Ce qui se passe : le conservateur crée un nouveau titre à votre nom (avec son propre numéro), inscrit la parcelle au livre foncier, et porte sur le TF mère la mention de la surface détachée. Contenu obligatoire du titre : description de l'immeuble (consistance, contenance, situation, limites, tenants et aboutissants), état civil du propriétaire, droits réels et charges, numéro d'ordre et nom particulier, plan signé par un géomètre assermenté et visé par le cadastre. Ce que vous retirez : le duplicatum du titre (votre exemplaire). Vérifiez immédiatement : orthographe de votre nom, filiation, superficie, numéro. Une erreur se corrige par demande de rectification , mais c'est plus simple de la voir tout de suite. Et après : si vous perdez ce duplicatum, il faut une ordonnance du président du tribunal pour en obtenir un nouveau . Rangez-le en lieu sûr et gardez des copies certifiées.

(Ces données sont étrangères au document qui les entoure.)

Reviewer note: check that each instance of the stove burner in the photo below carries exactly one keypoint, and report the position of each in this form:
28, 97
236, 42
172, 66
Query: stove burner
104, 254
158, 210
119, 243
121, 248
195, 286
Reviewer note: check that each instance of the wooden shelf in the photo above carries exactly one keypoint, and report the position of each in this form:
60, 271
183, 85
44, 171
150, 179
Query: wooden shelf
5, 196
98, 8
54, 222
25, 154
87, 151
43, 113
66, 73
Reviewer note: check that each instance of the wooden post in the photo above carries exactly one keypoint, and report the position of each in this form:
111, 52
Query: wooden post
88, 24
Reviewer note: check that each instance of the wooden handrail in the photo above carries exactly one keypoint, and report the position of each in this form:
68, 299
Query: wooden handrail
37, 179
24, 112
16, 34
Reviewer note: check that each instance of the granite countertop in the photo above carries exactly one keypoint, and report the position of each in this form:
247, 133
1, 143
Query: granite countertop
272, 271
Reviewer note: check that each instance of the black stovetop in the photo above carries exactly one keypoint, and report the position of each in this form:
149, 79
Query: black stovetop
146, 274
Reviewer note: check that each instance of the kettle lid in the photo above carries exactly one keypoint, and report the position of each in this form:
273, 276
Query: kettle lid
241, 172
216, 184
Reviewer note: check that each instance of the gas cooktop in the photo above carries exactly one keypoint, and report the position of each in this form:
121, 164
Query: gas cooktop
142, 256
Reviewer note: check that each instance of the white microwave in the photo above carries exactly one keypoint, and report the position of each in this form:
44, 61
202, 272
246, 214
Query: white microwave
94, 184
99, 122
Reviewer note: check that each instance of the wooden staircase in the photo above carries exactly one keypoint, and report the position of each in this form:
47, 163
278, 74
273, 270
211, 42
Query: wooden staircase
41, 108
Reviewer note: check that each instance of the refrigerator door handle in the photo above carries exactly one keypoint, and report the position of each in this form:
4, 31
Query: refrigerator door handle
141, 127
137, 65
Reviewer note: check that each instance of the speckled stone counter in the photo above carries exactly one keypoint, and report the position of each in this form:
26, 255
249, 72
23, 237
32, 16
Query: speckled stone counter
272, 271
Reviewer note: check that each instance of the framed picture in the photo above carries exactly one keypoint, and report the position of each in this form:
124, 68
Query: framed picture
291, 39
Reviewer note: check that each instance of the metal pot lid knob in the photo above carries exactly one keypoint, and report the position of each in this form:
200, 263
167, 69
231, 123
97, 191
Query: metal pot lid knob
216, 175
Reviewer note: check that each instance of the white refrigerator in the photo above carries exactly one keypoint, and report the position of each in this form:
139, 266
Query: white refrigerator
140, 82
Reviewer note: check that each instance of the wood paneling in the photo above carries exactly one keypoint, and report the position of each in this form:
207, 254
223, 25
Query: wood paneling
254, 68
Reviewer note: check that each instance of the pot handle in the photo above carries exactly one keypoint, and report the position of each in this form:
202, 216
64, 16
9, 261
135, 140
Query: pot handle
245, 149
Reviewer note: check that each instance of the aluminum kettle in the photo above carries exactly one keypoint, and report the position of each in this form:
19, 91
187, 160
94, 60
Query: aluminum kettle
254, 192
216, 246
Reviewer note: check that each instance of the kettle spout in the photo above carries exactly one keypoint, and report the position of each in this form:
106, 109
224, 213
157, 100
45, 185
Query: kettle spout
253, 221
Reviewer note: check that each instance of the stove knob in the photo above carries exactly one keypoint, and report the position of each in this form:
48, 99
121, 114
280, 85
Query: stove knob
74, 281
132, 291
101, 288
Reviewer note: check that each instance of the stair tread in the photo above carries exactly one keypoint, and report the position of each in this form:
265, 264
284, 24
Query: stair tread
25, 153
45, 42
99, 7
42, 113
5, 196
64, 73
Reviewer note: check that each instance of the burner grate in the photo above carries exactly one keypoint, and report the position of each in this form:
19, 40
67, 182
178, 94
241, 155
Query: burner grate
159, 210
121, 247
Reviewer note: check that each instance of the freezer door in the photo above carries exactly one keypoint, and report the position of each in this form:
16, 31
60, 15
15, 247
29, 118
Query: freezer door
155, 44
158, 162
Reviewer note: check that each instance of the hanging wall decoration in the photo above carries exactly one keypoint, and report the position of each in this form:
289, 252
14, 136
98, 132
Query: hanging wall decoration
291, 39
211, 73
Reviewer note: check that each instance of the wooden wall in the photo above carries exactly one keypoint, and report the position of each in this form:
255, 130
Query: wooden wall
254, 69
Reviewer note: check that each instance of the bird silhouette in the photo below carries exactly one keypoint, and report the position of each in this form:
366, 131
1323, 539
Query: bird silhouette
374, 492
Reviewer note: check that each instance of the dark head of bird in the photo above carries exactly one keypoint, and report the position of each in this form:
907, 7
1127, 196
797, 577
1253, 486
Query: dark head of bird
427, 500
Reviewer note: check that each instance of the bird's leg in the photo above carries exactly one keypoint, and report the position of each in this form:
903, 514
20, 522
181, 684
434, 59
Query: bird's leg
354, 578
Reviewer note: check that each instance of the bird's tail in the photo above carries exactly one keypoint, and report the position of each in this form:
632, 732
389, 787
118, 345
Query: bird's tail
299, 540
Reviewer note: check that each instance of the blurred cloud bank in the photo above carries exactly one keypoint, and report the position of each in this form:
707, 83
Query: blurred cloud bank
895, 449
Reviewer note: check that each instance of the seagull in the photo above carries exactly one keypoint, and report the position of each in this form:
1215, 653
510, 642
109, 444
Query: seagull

Les 10 pièges les plus fréquents (et la parade)

Piège Parade
Payer intégralement contre un acte sous seing privé Paiement échelonné ; solde uniquement chez le notaire
Le vendeur n'est pas le titulaire inscrit Certificat de propriété avant tout paiement
Vendeur héritier sans jugement d'hérédité Exiger le jugement + la mutation préalable au nom des héritiers
Conjoint non consulté Le notaire vérifie le régime matrimonial ; exiger sa signature si nécessaire
Double vente de la même parcelle Déposer vite à la conservation ; demander une prénotation si litige
Parcelle en zone inconstructible / emprise publique Certificat d'urbanisme avant l'acte
Bornage sans les voisins Exiger le PV signé des riverains convoqués
Résiduel du TF mère insuffisant (le vendeur a déjà tout vendu) Le certificat de propriété et l'état du TF mère révèlent la surface restante
Frais annoncés « forfaitaires » sans détail État de frais écrit + quittances
Dossier « perdu » à une administration Récépissé numéroté et daté à chaque dépôt

Ce qui change quand il n'y a PAS de titre foncier mère

Si le terrain relève du domaine national (pas de titre), on ne parle plus de morcellement mais d'immatriculation directe : dossier déposé à la sous-préfecture, affichage, commission consultative présidée par le sous-préfet, constat d'occupation, bornage, publication d'un avis de clôture de bornage au bulletin des avis domaniaux et fonciers, délai d'opposition de 30 jours, puis immatriculation . Un « certificat de vente coutumier » y a un rôle de preuve d'occupation — mais il ne crée jamais, à lui seul, un droit de propriété. Ce parcours fera l'objet d'un guide dédié.


Guide d'information générale. Il ne remplace ni le conseil d'un notaire, ni la consultation des services fonciers compétents. Les montants et délais marqués évoluent avec les lois de finances et les grilles tarifaires ; vérifiez-les avant tout engagement.